Improved Few-Shot Image Classification Through Multiple-Choice Questions
This work addresses the challenge of adapting VQA models for few-shot image classification, which is important for applications requiring flexible visual understanding with limited labeled data, though it is incremental as it builds on existing VQA and few-shot learning approaches.
The paper tackles the problem of poor zero-shot performance in visual question answering (VQA) models for image classification by proposing a training-free few-shot method that uses multiple-choice questions to extract prompt-specific latent representations, which are combined into an overall image embedding and decoded via class prototypes from labeled examples. The method outperforms pure visual encoders and zero-shot VQA baselines on datasets like MiniImageNet, Caltech-UCSD Birds, and CIFAR-100, with particular strength in settings with diverse visual attributes like clothing.

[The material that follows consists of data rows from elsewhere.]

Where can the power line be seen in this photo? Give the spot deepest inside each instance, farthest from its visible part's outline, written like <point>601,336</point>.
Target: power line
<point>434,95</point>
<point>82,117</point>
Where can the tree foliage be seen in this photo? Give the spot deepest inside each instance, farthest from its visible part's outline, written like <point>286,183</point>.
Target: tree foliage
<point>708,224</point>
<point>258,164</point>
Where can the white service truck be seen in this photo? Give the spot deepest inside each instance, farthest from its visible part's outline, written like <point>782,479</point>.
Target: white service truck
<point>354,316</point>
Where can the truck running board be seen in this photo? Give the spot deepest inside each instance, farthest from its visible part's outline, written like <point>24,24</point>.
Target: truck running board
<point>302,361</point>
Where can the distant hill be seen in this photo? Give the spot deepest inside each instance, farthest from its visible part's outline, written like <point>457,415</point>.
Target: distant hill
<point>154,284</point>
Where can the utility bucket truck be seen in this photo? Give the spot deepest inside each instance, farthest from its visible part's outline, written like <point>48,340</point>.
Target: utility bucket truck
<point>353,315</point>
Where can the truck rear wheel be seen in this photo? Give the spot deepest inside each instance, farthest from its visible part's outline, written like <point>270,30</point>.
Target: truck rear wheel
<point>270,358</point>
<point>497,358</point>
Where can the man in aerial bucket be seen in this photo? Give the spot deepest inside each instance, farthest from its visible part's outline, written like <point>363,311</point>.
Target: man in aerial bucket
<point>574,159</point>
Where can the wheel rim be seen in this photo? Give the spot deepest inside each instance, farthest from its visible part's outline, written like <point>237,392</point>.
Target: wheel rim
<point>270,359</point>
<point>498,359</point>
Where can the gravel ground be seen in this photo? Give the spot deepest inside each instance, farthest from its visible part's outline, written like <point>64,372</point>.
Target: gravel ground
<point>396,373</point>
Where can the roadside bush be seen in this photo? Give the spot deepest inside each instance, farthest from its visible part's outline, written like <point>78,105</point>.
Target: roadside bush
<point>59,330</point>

Through a simple multiple choice language prompt a VQA model can operate as a zero-shot image classifier, producing a classification label. Compared to typical image encoders, VQA models offer an advantage: VQA-produced image embeddings can be infused with the most relevant visual information through tailored language prompts. Nevertheless, for most tasks, zero-shot VQA performance is lacking, either because of unfamiliar category names, or dissimilar pre-training data and test data distributions. We propose a simple method to boost VQA performance for image classification using only a handful of labeled examples and a multiple-choice question. This few-shot method is training-free and maintains the dynamic and flexible advantages of the VQA model. Rather than relying on the final language output, our approach uses multiple-choice questions to extract prompt-specific latent representations, which are enriched with relevant visual information. These representations are combined to create a final overall image embedding, which is decoded via reference to latent class prototypes constructed from the few labeled examples. We demonstrate this method outperforms both pure visual encoders and zero-shot VQA baselines to achieve impressive performance on common few-shot tasks including MiniImageNet, Caltech-UCSD Birds, and CIFAR-100. Finally, we show our approach does particularly well in settings with numerous diverse visual attributes such as the fabric, article-style, texture, and view of different articles of clothing, where other few-shot approaches struggle, as we can tailor our image representations only on the semantic features of interest.